Or there's shopping involved.
|Fresh. Like Doug E. Fresh but with way more lucite.|
You know who could have used some MINTY in their lives?! These homesteaders circa 1909 - taking pictures of their new homes to send home and show their families. I'm obsessed with the entire collection of photographs on Slate probably because my great great madame grandmother took a picture just like this. I'm kidding. I come from a long line of horse thieves and hussies.

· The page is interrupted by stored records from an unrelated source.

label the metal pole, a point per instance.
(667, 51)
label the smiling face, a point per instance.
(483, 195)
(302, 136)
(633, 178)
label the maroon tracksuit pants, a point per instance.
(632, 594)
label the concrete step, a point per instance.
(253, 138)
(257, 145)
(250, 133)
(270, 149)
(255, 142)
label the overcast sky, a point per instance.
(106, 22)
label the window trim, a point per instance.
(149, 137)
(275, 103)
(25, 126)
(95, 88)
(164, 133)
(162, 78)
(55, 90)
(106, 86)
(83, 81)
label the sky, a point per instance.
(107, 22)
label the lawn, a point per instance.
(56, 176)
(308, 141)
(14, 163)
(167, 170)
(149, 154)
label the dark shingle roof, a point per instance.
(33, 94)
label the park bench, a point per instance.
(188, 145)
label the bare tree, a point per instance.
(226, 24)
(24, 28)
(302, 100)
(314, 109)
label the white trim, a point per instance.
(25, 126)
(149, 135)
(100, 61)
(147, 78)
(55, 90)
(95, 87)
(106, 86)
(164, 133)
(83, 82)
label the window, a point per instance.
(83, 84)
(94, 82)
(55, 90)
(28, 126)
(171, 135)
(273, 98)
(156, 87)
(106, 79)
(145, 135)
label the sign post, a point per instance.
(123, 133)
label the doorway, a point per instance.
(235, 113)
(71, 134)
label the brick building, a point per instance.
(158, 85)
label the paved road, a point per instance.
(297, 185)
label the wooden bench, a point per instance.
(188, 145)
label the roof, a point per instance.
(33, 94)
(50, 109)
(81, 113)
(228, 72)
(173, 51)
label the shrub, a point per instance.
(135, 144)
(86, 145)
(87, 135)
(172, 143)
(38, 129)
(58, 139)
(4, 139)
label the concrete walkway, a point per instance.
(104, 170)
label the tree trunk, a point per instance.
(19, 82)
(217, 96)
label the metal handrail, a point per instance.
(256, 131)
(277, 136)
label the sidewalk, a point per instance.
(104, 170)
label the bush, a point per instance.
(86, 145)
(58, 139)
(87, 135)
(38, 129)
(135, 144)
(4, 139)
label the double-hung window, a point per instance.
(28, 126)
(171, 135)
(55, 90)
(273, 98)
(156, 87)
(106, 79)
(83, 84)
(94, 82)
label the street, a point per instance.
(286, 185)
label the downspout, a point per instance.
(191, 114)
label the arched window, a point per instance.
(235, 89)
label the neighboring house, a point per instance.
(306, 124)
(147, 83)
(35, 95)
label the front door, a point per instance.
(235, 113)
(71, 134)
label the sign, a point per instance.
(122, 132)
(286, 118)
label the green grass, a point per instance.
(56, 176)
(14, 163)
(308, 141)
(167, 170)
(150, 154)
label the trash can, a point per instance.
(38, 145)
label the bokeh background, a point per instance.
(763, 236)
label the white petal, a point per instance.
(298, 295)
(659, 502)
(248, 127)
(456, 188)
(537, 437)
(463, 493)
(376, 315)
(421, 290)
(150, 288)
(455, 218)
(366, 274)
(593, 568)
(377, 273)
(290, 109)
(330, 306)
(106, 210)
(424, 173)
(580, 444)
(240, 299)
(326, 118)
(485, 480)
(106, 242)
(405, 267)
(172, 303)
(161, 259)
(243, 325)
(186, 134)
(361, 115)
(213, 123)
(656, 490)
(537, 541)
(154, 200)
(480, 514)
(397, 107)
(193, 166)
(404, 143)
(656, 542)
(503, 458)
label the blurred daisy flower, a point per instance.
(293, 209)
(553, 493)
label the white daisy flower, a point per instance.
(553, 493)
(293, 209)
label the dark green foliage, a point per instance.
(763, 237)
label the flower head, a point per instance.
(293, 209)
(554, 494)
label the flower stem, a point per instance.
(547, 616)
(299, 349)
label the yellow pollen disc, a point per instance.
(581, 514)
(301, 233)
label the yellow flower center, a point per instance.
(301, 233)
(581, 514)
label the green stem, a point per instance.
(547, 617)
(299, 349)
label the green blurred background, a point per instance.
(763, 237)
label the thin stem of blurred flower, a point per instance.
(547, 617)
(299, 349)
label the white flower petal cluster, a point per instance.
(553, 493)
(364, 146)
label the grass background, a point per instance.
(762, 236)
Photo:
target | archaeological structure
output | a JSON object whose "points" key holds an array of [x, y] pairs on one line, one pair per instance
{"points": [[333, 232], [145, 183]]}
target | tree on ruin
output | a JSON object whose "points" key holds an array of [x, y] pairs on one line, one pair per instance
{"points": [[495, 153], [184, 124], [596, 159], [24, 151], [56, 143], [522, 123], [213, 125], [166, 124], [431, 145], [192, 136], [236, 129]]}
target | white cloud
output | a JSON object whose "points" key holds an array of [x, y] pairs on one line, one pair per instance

Horse thieves and hussies who love BUTTER! Seriously, this butter is like goat ice cream you can put on your multi-grain English muffin with flax. I would eat a roasted baby virgin panda if I could spread this stuff on top. I accidentally left it in the car after the grocery store one day where it ruined and then had a small memorial service for it. Such a waste.
|via Amsterdam Modern|
A few weeks ago when I formally introduced myself, I got an avalanche of responses. Not about my victory over the crushing anxiety that prevented me from walking outside or my imaginary monsters but, gawd bless you, you went straight for the important stuff: makeup. I don't wear a lot of lipstick because I have big lips and I feel like anything more than clear usually makes me look like a Robert Palmer whore-mouth girl and I'd rather that impression happens after I open my mouth not before. But I was on my way out to a birthday celebration so I threw caution to the wind and put on my new favorite gloss before taking a picture. It's $3. I'm a fancy yet frugal whore-mouth. That's trying to wear more lipstick lately.